I had watched coverage of some of the other types of racing as well. The Indy 500. Lemans. Sebring. I like them all, but there was something special about stock car racing. It was local! This was all happening right here in the town in which I grew up. People like David Pearson and James Hylton lived just 20 miles from where I did. Even the great Richard Petty lived just a couple hours up the road.
The race below, I was happy to see, is the full race. It even has commercials, and very few of them by today's standards. The great Jim McKay called it, and I'm sure Ken and Barney were probably there as well, though I don't remember specifically.
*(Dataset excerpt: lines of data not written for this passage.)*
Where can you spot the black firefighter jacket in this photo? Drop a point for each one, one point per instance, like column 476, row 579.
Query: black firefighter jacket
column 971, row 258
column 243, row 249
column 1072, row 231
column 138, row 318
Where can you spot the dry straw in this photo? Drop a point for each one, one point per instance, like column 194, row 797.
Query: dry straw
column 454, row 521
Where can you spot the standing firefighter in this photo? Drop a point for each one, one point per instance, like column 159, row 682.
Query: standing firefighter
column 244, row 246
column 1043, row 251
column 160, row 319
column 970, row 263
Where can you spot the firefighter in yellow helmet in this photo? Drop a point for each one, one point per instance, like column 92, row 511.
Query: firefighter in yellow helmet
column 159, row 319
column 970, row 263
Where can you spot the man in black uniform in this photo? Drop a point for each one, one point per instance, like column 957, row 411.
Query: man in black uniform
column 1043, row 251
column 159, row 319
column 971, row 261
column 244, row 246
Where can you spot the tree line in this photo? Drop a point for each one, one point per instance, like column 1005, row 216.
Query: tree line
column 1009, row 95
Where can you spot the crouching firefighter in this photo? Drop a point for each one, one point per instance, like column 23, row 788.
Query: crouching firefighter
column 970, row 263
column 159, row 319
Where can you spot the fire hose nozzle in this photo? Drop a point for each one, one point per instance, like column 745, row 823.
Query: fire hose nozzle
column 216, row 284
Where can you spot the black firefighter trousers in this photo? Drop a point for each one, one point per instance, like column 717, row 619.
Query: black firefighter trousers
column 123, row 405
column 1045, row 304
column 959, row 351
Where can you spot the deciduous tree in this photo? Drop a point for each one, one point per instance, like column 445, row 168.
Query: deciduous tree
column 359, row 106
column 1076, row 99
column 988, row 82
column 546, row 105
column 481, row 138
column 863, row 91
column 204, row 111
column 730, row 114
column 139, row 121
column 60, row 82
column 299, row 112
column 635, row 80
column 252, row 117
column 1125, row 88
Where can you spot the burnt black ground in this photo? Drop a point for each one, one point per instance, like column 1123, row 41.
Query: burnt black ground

Over the years, my love of stock car racing has only grown. Barney Hall eventually became a voice I knew very, very well. He had the accent, the voice, the personality that could have belonged to a cousin, a neighbor. He sounded like us! Since Barney Hall came from Elkin, North Carolina, that's not big surprise. He was practically a neighbor!
To me, Barney Hall was a given. He was always there. Week in and week out, if I couldn't see the race on TV, I knew I could always hear Barney Hall and MRN, unless it was one of those tracks where PRN did the broadcasts.
A year or so ago, I became aware that Barney had some health issues, and was not on the broadcasts for quite a while. I was concerned. It was like hearing that a favorite uncle was ill. Not the the other guys, such as Joe Moore, Winston Kelley, Alex Striegle, and all the rest don't do a great job, because the do. For me, Barney Hall is the connection between past and present. Now that Barney won't be the regular play by play announcer, and era has ended. For that, I am sad, but grateful that the broadcasts will continue with the rest of the crew, who have proven that they can perform up to Barney's standards.
In my usual disjointed way, I will now digress back to the title topic of this piece, which is the 1971 Greenville 200, which took place at Greenville-Pickens Speedway in Pickens County, SC on April 10th, 1971. GPS had just been paved for the first time the year before, so this was almost like a brand new track for the drivers that day.
Back in the old days, Cup teams used to regularly test at Greenville-Pickens before heading off for the Cup races at Martinsville Speedway. The corners are flat, and it proved to be a good track to set up for Martinsville. I have been to many races at this track, which is still in use today. I wish I had seen a Grand National race there, but I didn't and those days are gone forever.